Key to the design was a desire to emphasize openness and ties to the community that had been in place since 1872 when Isaac M. and Isaac T. Brown started the weekly newspaper that is today The Republic.
“The finished product was a building that was not only efficient in its design and production flow, but one that allowed the community to look into the newspaper as the newspaper looked out on the community,” Jeff Brown, the fifth generation of the family that has owned the local newspaper, said.
The centerpiece of the original design was a Goss Urbanite offset press that drew onlookers to Second Street when the press was running. The press was removed from the building in 1998 when The Republic opened a new printing center at Woodside Industrial Park.
Even with the press gone, the building on Second Street was adaptable to change.
“This building has always accommodated pretty much everything we have thrown at it over the years,” Jeff Brown said. “As we have centralized in Columbus more of the production for our other community newspapers and magazines, this building has taken this challenge with a minimum of remodeling.”

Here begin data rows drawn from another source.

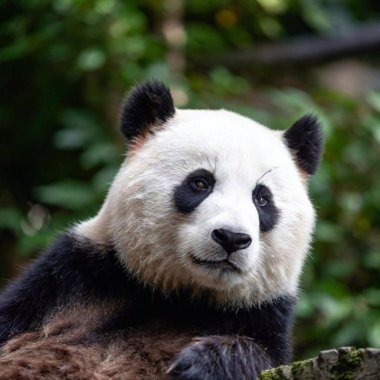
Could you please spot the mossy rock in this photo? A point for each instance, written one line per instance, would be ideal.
(346, 363)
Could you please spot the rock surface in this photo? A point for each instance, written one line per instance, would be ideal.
(346, 363)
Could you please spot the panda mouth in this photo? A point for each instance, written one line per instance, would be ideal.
(216, 264)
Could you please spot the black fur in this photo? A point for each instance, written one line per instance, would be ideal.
(148, 105)
(233, 342)
(187, 197)
(66, 271)
(269, 213)
(221, 357)
(305, 139)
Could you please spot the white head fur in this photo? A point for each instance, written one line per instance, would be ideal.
(170, 249)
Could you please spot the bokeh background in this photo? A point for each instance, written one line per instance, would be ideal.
(65, 68)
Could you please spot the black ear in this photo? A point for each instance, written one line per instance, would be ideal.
(148, 105)
(305, 139)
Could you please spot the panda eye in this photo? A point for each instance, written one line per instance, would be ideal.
(200, 184)
(261, 201)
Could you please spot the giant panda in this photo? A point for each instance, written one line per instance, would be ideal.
(189, 270)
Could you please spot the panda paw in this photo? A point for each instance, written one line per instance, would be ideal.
(199, 360)
(220, 357)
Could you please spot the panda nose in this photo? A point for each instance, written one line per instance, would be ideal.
(231, 241)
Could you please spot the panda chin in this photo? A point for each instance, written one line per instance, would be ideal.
(221, 265)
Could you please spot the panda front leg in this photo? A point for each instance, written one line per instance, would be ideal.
(220, 357)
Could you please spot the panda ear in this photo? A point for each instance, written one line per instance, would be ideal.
(305, 139)
(147, 106)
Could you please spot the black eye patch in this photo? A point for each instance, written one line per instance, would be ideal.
(267, 210)
(193, 190)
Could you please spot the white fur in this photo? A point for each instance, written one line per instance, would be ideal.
(154, 241)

The Republic joins an elite list of contemporary local buildings that have already been recognized by the Interior Department. In 2000, the government agency designated six Columbus structures that comprised a multipart district notable for outstanding contemporary architecture:
“You would have to go to a major metropolitan area (such as New York or Chicago) to find anything comparable to what exists in Columbus in terms of historic landmarks,” said Jamie Jacobs, a historian with the National Historic Landmarks Foundation in Washington, D.C., who processed The Republic’s nomination. “Just to get this designation is relatively rare. There are only 2,527 landmarks in the country.”
Jacobs also noted that although there might be more recent historical locations on the overall list, The Republic is the youngest architectural landmark to be recognized in the history of the program.
The application process for The Republic began in 2009 with local architect Louis Joyner and researcher Laura Thayer compiling the necessary materials for the official nomination.
“A lot of the credit for this needs to go to (the late) Lynn Bigley, who got the ball rolling a few years ago when she suggested that we begin another round of nominations,” Joyner said. “She was the one who kept pushing us.”
At the time Bigley was president of the newly reinvigorated Columbus Indiana Architectural Archives, which sponsored The Republic’s nomination.
“The original six buildings were sponsored by Preserve to Enjoy (a local preservation group that since has been folded into the Bartholomew County Historical Society),” Joyner said. “At the time we were working under a criteria that allowed for contemporary architecture buildings to be considered based on a period from 1941 to 1965, when many of the Columbus structures were built.”
In preparing The Republic’s nomination, the local researchers — with the approval of the Historic Landmarks Foundation — extended the inclusive period to 1975.
Louis Joyner noted that all seven of Columbus’ Historic Landmark sites share one common trait: the desire to maintain and constantly adapt the buildings for both the present and the future.
“The proprietors of these buildings have been faithful in holding to those missions,” Joyner said.
Jeff Brown added another important consideration the members of the Brown family have kept in mind.
“The one thing that has stayed constant throughout the years is the impact it has on our employees. Dad believed that outstanding building design would set a higher bar in the work he expected to be produced from within its walls each day. That continues to be the case today for all of us working here. We have tried to follow that good design theme at the three other sites where we have constructed production facilities.”